I am not sure what is proposed exactly. General admin q infrastructure
can be kept as is. The legacy things however can never work outside X86.
Best way to limit it to x86 is to move it to a separate file and
only build that on X86. This way the only ifdef we need is where
we set the flags to enable legacy commands.
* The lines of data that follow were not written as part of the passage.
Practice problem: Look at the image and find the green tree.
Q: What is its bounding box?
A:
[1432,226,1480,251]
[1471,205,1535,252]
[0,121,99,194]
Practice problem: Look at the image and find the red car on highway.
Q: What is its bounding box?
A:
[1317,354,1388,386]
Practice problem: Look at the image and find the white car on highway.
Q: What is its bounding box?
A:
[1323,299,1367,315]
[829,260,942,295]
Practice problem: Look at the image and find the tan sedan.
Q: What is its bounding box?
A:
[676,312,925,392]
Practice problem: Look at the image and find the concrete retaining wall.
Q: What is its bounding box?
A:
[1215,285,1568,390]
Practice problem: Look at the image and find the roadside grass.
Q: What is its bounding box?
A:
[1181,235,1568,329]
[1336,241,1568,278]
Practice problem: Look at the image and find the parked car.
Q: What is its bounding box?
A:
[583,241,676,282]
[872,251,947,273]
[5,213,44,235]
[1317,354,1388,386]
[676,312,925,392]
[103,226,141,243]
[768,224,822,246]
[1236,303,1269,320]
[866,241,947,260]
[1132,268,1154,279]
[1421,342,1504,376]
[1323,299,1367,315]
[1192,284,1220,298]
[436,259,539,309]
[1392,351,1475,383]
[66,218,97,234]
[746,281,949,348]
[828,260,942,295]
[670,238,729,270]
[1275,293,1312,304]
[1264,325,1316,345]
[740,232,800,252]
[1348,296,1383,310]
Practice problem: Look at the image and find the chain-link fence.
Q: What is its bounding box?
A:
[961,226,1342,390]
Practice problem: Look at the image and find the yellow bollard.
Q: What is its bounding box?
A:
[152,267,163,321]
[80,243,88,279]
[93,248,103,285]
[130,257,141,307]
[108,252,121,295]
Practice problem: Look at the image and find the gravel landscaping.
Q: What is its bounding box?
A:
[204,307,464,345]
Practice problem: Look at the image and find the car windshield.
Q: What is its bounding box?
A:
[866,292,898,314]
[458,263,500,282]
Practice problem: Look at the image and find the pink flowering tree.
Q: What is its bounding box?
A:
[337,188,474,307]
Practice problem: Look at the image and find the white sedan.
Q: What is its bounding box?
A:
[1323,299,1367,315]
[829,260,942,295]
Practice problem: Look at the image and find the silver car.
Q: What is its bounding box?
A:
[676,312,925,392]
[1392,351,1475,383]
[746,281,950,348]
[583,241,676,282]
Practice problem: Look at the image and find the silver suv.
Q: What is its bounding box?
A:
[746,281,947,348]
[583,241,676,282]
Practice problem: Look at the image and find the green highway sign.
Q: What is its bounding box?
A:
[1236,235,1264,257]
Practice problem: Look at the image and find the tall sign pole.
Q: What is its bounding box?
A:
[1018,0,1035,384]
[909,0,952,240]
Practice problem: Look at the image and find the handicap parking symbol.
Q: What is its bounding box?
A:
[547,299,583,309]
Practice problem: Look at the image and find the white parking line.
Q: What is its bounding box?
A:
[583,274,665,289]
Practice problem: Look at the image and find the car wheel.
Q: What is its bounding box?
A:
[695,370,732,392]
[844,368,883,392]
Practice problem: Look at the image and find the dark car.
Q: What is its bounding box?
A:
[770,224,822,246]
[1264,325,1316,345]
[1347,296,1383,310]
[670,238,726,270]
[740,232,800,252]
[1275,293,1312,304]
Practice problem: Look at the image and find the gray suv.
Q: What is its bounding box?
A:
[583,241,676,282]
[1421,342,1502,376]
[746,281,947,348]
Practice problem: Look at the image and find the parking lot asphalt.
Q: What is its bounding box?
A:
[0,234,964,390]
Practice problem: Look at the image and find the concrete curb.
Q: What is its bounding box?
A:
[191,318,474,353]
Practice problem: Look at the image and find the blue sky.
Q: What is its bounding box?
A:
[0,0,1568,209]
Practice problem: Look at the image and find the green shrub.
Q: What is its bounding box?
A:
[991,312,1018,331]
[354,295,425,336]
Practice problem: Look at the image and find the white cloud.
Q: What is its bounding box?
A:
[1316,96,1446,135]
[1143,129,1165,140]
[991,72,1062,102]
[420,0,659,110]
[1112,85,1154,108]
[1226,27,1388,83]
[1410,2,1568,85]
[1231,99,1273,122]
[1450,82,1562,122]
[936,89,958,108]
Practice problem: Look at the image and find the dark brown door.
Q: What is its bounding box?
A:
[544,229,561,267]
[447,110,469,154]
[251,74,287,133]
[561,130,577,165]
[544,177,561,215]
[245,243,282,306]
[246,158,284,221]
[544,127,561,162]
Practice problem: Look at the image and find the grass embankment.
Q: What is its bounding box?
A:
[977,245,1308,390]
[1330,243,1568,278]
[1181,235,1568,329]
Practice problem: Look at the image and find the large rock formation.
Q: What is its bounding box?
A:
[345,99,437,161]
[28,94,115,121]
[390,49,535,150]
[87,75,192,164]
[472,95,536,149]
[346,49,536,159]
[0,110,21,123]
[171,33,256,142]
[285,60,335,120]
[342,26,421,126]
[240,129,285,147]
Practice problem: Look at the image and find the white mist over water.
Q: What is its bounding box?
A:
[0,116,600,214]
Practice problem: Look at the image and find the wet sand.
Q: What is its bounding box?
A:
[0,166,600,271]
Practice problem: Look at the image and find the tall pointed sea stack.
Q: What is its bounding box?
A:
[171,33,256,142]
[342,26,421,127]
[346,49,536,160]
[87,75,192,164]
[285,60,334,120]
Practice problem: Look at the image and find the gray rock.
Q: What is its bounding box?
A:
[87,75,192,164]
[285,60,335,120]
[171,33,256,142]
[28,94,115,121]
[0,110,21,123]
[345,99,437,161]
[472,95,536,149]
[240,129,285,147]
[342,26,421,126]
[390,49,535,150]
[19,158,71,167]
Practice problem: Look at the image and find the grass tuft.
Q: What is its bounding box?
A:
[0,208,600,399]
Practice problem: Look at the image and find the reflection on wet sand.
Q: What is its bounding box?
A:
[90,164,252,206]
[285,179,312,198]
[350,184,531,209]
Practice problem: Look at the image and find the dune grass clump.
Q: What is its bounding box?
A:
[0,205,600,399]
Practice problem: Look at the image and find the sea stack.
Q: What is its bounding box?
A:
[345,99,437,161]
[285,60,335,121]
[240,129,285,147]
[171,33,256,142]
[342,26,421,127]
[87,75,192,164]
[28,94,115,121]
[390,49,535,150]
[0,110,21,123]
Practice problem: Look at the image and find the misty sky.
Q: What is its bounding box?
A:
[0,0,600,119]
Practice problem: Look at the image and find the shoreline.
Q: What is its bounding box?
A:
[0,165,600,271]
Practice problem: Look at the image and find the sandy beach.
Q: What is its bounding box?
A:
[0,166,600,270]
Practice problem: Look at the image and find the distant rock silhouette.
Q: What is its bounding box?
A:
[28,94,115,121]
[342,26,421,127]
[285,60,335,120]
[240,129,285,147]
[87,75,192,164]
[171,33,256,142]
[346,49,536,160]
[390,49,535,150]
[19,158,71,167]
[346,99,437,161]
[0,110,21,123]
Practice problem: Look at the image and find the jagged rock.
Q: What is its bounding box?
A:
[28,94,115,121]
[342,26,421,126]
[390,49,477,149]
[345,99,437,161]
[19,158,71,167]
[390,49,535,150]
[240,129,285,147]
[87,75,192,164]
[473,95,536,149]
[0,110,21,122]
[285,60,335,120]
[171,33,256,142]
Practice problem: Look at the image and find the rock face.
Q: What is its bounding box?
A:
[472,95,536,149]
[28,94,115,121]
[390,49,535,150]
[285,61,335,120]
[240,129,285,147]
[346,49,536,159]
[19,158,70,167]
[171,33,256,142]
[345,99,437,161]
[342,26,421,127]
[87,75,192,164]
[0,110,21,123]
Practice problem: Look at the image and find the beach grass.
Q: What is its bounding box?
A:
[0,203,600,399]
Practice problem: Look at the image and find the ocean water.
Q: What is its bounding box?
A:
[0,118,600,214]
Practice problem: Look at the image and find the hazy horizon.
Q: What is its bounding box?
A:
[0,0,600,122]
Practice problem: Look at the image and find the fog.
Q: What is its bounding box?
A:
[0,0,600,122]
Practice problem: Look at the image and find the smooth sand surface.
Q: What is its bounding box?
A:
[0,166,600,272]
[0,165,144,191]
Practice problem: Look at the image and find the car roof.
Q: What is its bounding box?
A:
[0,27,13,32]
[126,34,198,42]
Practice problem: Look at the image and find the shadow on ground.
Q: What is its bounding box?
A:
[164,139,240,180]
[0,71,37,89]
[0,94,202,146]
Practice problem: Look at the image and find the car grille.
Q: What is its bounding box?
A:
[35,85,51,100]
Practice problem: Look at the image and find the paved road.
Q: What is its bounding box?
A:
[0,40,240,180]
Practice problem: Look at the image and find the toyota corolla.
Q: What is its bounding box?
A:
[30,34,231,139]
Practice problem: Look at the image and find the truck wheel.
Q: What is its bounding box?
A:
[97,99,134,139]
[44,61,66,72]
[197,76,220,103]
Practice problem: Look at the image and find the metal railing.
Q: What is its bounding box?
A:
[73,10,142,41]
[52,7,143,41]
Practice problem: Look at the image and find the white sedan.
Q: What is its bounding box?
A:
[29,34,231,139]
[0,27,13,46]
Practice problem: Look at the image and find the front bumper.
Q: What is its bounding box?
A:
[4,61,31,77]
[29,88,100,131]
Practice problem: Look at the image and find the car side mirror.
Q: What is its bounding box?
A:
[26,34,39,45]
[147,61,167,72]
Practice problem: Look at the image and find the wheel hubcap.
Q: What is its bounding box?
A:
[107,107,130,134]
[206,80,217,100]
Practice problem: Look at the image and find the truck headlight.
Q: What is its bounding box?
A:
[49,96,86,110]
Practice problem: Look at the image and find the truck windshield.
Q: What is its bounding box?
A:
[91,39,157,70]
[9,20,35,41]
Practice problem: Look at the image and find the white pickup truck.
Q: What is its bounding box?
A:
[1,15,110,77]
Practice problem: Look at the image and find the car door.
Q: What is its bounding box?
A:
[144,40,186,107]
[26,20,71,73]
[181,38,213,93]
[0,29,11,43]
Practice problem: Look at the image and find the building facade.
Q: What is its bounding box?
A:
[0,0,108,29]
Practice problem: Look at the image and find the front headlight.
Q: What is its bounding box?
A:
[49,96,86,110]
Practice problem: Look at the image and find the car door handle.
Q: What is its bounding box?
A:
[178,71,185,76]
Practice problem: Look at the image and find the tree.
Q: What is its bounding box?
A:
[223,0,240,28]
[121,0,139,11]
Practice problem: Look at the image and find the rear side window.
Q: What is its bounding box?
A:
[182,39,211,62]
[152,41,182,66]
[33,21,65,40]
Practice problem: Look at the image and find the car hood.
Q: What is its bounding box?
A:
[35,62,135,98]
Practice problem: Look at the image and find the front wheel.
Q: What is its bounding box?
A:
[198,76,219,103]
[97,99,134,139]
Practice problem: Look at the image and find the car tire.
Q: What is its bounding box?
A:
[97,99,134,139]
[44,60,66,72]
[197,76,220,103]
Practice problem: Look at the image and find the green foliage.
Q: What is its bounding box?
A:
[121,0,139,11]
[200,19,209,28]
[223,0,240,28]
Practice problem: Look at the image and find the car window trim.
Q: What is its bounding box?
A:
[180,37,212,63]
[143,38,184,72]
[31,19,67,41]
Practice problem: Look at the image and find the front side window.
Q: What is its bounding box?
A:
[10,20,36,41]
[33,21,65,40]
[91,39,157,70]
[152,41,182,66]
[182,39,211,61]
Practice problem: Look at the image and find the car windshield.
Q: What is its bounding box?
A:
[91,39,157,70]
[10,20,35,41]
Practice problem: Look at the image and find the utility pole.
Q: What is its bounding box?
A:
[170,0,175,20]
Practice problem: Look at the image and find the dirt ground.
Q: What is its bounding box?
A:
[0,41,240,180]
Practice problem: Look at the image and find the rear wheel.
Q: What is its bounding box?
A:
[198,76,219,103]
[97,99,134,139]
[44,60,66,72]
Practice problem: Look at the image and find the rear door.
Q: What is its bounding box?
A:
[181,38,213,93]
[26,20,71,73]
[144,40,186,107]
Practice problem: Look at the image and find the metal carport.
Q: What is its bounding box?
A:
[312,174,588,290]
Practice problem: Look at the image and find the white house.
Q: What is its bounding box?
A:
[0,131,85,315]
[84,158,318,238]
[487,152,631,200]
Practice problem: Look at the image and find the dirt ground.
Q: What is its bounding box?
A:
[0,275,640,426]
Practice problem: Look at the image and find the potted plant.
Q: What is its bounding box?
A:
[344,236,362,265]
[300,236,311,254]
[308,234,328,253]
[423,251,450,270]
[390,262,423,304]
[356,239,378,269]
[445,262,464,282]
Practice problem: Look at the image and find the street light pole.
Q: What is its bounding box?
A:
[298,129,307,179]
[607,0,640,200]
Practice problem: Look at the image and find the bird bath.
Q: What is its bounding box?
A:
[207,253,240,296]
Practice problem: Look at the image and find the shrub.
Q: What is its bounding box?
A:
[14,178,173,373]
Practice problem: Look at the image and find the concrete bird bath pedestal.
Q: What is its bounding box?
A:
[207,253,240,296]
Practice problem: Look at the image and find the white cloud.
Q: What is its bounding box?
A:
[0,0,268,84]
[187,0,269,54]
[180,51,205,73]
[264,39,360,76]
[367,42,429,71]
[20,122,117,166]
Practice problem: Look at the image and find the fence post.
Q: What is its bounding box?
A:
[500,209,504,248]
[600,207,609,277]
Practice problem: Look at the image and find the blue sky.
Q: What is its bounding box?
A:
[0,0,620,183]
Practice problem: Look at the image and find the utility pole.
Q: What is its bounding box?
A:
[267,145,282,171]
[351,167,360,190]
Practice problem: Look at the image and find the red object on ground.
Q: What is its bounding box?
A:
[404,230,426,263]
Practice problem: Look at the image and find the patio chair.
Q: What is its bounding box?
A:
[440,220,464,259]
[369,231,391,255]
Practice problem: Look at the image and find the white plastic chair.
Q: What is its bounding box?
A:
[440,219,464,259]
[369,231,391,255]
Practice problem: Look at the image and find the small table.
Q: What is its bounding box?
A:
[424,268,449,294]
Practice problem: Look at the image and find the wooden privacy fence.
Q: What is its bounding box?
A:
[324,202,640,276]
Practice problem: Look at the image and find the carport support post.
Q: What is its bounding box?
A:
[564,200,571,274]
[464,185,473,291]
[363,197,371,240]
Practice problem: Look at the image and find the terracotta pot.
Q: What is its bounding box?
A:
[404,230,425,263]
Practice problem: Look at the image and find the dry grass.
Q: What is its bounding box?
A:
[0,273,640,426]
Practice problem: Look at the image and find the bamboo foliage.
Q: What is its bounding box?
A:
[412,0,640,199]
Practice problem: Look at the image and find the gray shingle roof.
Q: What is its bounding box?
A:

Tian, Kevin Dec. 15, 2023, 12:32 a.m. UTC | #17
> From: Yishai Hadas <yishaih@nvidia.com>
> Sent: Thursday, December 14, 2023 4:58 PM
> 
> On 14/12/2023 8:07, Tian, Kevin wrote:
> >> From: Yishai Hadas <yishaih@nvidia.com>
> >> Sent: Wednesday, December 13, 2023 8:25 PM
> >>
> >> On 13/12/2023 10:23, Tian, Kevin wrote:
> >>>> From: Yishai Hadas <yishaih@nvidia.com>
> >>>> Sent: Thursday, December 7, 2023 6:28 PM
> >>>>
> >>>> +
> >>>> +static ssize_t virtiovf_pci_read_config(struct vfio_device *core_vdev,
> >>>> +					char __user *buf, size_t count,
> >>>> +					loff_t *ppos)
> >>>> +{
> >>>> +	struct virtiovf_pci_core_device *virtvdev = container_of(
> >>>> +		core_vdev, struct virtiovf_pci_core_device, core_device.vdev);
> >>>> +	loff_t pos = *ppos & VFIO_PCI_OFFSET_MASK;
> >>>> +	size_t register_offset;
> >>>> +	loff_t copy_offset;
> >>>> +	size_t copy_count;
> >>>> +	__le32 val32;
> >>>> +	__le16 val16;
> >>>> +	u8 val8;
> >>>> +	int ret;
> >>>> +
> >>>> +	ret = vfio_pci_core_read(core_vdev, buf, count, ppos);
> >>>> +	if (ret < 0)
> >>>> +		return ret;
> >>>> +
> >>>> +	if (range_intersect_range(pos, count, PCI_DEVICE_ID, sizeof(val16),
> >>>> +				  &copy_offset, &copy_count,
> >>>> &register_offset)) {
> >>>> +		val16 = cpu_to_le16(VIRTIO_TRANS_ID_NET);
> >>>> +		if (copy_to_user(buf + copy_offset, (void *)&val16 +
> >>>> register_offset, copy_count))
> >>>> +			return -EFAULT;
> >>>> +	}
> >>>> +
> >>>> +	if ((le16_to_cpu(virtvdev->pci_cmd) & PCI_COMMAND_IO) &&
> >>>> +	    range_intersect_range(pos, count, PCI_COMMAND, sizeof(val16),
> >>>> +				  &copy_offset, &copy_count,
> >>>> &register_offset)) {
> >>>> +		if (copy_from_user((void *)&val16 + register_offset, buf +
> >>>> copy_offset,
> >>>> +				   copy_count))
> >>>> +			return -EFAULT;
> >>>> +		val16 |= cpu_to_le16(PCI_COMMAND_IO);
> >>>> +		if (copy_to_user(buf + copy_offset, (void *)&val16 +
> >>>> register_offset,
> >>>> +				 copy_count))
> >>>> +			return -EFAULT;
> >>>> +	}
> >>>
> >>> the write handler calls vfio_pci_core_write() for PCI_COMMAND so
> >>> the core vconfig should have the latest copy of the IO bit value which
> >>> is copied to the user buffer by vfio_pci_core_read(). then not necessary
> >>> to update it again.
> >>
> >> You assume the the 'vconfig' mechanism/flow is always applicable for
> >> that specific field, this should be double-checked.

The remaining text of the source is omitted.